Formal matters on the hearing of the application
32 I am satisfied that the Real Property search for the Property annexed to Mr George’s second affidavit confirms the existence of the land, Ms Makhoul’s interest as a tenant in common of the Property and the existence of Mrs Makhoul’s Caveat over the Property.
33 I am also satisfied that the extract from the National Personal Insolvency Index annexed to Ms Makhoul’s affidavit confirms Mr Makhoul’s bankruptcy.
34 I note that the letter recording the Trustee’s disclaimer of Mr Makhoul’s interest in the Property and dealing AG525612M, giving effect to the disclaimer, are also annexed to Ms Makhoul’s affidavit.

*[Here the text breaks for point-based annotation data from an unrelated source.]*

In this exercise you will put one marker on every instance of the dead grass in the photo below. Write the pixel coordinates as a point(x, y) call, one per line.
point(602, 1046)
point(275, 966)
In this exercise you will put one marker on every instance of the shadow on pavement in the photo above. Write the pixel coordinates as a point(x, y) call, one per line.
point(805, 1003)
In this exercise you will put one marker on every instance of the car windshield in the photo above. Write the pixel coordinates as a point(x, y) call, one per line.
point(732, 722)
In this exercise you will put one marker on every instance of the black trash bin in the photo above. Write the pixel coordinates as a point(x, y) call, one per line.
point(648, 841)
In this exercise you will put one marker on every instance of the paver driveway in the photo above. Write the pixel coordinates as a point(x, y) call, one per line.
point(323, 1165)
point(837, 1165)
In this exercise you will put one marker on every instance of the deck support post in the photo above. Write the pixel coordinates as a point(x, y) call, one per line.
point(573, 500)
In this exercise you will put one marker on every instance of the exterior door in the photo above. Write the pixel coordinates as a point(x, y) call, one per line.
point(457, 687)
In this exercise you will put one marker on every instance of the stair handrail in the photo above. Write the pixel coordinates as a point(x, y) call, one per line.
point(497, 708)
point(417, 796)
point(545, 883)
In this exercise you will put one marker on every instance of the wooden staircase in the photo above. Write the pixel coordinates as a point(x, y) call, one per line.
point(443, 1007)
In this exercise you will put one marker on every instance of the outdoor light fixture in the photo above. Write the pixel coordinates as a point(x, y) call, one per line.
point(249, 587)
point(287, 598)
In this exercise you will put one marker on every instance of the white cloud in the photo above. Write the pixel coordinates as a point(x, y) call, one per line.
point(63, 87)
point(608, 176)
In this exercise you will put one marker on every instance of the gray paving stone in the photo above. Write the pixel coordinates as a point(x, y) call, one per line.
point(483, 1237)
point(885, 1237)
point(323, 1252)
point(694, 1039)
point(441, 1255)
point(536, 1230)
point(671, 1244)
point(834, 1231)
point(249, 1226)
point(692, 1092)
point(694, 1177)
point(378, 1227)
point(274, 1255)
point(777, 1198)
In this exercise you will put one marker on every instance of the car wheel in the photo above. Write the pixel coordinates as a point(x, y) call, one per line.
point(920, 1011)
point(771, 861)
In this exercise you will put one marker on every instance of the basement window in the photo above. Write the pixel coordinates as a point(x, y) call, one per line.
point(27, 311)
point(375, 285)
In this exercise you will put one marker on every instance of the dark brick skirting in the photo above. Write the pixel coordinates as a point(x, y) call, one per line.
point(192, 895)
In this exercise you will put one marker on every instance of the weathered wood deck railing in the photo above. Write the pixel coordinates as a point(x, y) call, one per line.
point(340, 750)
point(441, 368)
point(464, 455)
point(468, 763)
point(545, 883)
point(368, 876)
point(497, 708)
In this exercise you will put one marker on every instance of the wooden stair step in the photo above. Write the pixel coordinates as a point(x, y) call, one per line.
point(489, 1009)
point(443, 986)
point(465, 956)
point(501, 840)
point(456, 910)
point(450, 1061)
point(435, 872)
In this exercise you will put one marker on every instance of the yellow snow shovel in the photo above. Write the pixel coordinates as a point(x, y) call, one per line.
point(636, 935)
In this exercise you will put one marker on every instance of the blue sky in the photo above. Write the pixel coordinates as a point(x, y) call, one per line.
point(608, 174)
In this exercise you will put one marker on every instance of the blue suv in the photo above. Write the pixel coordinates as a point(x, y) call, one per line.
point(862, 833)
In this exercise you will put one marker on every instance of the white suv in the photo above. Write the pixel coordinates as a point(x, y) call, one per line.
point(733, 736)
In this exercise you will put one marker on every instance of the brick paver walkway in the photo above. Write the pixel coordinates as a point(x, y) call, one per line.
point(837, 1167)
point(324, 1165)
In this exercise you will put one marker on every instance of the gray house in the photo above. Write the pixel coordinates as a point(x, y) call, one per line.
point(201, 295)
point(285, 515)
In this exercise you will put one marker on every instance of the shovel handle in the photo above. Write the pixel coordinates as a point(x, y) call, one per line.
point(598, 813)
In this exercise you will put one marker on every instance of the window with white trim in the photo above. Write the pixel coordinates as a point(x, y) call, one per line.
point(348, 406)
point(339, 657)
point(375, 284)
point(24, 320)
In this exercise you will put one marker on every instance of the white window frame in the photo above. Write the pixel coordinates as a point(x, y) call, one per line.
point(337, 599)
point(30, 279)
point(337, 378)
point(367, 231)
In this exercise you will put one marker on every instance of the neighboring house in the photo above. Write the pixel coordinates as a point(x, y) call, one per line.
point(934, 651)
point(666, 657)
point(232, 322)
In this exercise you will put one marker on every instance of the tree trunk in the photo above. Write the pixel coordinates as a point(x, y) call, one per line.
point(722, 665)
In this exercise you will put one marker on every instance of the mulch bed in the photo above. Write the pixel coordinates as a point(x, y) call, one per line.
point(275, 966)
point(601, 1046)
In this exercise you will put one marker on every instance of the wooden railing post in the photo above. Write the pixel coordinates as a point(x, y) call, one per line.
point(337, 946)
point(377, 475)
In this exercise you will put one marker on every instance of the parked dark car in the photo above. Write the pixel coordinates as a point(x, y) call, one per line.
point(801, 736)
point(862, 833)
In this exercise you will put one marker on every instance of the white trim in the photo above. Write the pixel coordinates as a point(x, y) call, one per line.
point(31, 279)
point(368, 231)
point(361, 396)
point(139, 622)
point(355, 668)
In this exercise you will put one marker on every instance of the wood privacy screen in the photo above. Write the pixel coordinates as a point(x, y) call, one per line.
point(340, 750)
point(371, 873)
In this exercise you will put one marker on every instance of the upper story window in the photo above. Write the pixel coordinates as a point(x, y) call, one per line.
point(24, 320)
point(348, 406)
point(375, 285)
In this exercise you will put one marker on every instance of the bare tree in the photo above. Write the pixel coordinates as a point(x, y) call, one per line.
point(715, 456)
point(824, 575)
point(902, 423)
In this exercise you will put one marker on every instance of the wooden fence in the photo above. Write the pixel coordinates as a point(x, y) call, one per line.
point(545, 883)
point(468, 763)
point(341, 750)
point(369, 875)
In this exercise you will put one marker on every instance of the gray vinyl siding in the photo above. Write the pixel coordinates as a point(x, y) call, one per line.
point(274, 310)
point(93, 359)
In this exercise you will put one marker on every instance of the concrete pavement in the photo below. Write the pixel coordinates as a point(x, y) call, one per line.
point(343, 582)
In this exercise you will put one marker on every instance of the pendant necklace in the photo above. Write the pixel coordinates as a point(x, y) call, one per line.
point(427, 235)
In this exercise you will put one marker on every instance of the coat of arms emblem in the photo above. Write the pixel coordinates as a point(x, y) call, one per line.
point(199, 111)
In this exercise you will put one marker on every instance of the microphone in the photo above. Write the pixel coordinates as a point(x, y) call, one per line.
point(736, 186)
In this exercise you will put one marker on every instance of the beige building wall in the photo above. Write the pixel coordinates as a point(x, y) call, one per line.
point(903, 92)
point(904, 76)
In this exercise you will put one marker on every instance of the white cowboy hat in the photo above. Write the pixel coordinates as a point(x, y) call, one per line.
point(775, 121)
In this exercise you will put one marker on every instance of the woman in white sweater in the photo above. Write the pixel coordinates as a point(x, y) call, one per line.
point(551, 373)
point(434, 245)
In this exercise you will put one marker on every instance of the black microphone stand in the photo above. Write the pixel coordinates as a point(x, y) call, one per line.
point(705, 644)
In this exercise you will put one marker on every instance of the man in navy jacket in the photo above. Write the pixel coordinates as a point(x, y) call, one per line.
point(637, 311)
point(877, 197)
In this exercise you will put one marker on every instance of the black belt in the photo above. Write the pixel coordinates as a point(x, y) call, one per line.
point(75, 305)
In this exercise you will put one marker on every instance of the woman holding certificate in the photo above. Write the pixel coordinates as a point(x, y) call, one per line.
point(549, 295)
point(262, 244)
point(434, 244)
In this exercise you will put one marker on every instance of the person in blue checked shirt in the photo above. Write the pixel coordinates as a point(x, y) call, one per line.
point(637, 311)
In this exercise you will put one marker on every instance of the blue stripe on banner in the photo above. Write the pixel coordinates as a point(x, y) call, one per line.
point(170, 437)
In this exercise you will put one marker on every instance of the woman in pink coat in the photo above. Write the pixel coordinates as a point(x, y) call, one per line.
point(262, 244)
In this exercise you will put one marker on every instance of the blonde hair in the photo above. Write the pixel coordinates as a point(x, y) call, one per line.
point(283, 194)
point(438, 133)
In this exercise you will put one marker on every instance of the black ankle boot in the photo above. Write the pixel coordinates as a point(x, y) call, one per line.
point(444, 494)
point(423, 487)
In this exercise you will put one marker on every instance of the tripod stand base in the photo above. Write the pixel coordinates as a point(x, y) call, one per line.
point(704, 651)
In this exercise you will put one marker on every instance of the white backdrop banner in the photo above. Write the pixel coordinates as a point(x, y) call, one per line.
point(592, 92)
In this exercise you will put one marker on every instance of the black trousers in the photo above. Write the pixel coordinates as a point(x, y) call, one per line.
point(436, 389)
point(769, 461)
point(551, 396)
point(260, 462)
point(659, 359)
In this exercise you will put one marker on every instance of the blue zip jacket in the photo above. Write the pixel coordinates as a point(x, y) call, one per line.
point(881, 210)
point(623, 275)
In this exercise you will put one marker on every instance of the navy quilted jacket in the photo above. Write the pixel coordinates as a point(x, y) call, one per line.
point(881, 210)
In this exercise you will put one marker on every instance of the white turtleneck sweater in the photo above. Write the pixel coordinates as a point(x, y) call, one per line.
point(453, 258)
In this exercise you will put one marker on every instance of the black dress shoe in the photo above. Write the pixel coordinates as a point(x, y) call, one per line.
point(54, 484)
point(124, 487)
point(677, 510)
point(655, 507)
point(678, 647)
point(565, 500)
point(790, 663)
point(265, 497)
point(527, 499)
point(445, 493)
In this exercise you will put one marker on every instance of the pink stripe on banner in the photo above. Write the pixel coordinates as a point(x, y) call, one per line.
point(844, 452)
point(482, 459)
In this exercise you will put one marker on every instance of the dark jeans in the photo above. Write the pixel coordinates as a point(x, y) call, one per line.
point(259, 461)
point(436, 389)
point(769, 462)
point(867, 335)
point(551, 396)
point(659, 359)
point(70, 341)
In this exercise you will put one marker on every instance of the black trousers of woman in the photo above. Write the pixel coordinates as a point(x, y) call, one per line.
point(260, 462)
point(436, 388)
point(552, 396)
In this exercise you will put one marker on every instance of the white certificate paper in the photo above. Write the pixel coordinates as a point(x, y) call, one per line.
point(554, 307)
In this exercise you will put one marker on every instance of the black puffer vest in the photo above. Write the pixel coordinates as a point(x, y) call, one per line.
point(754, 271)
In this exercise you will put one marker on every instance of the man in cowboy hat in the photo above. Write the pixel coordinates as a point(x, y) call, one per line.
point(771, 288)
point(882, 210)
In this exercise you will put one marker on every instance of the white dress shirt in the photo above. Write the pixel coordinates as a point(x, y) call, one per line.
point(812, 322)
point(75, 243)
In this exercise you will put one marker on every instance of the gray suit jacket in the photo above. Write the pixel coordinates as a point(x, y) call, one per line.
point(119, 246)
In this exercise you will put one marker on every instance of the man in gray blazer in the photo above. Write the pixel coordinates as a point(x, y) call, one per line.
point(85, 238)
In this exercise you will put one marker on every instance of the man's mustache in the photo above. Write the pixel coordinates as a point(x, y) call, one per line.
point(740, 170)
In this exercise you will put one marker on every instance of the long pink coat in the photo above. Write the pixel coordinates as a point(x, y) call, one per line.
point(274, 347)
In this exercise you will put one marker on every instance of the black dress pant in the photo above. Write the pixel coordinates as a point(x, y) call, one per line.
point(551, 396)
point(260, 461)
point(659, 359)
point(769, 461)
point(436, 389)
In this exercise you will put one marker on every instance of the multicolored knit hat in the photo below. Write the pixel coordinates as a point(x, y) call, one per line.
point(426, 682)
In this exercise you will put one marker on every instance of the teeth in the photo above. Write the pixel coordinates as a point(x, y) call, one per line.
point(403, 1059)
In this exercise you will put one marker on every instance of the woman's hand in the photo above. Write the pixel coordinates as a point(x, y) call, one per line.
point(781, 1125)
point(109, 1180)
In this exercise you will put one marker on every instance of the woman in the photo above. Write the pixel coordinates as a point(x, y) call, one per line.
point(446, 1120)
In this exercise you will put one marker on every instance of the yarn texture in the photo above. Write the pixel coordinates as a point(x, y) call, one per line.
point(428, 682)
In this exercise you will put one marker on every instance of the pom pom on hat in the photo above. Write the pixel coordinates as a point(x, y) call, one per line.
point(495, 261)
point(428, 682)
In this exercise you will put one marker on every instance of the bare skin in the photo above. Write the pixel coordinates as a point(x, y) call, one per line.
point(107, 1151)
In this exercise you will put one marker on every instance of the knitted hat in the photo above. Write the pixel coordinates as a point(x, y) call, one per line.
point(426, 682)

The circumstances that render it just and equitable that an order be made vesting the Property in the applicant
35 I am satisfied, for the reasons advanced by Mr Li of counsel in his written submissions for Ms Makhoul, that it is just and equitable that an order be made vesting the Property in Ms Makhoul.
36 First, Ms Makhoul now has a limited interest in the Property as a whole and the title is split between her and the Crown as tenants in common in equal shares. Ms Makhoul’s current co-ownership as tenants in common in equal shares with the Crown, was a circumstance to which Ms Makhoul did not voluntarily agree.
37 Second, Ms Makhoul and Mr Makhoul were joint borrowers of a $379,000 loan from Westpac, secured by the Mortgage. Ms Makhoul continues to make repayments on that loan. Ms Makhoul is burdened with the obligation of discharging a mortgage over the entirety of the Property, even though she has only a half interest in it and is currently unable to meet all her obligations under the Mortgage. If the order is not made, it would accord the Crown an “unmerited windfall”, to adopt the words of Derrington J in Hewton at .
38 Third, if title is vested in Ms Makhoul, it will remain subject to any mortgage such that Westpac’s interest will be protected.
39 Fourth, neither the Crown nor Westpac oppose the making of the orders, and the Trustee does not wish to be heard in the proceedings.
40 Fifth, the only other competing interest which might affect the making of the orders is Mrs Makhoul’s potential interest as a beneficiary of a resulting trust, reflecting her contribution to the purchase price of the Property. However, Mrs Makhoul does not oppose the relief being sought.
41 Sixth, there are no other known claims to the Property by any other person or entity of a security interest in the Property. I am satisfied that the making of the orders is unlikely, therefore, to prejudice third parties. Mr Makhoul’s bankruptcy occurred in 2008 and Mr Makhoul was discharged from bankruptcy in 2011. Any of Mr Makhoul’s other creditors prior to his bankruptcy and the vesting of the Property in the Trustee would, in those circumstances, likely be statute barred from recovering their debt. Hence, any hypothetical unregistered security interests over the Property would no longer secure any indebtedness.
42 Seventh, the effect of the orders will be to allow for Ms Makhoul to sell the Property, for Westpac to be paid out, and the costs and expenses of the sale to be paid, and for Ms Makhoul to recover any surplus.
43 Finally, I am satisfied that there are no unusual circumstances which might militate against the making of the orders.
44 An order is to be made pursuant to s 133(9) of the Act that the one half share as tenant in common of the estate in fee simple in the Property that had been disclaimed by the Trustee and currently registered in the name of the State of New South Wales vest in the applicant, subject to the Mortgage and the Caveat.
45 All parties have agreed that there should be no order as to costs.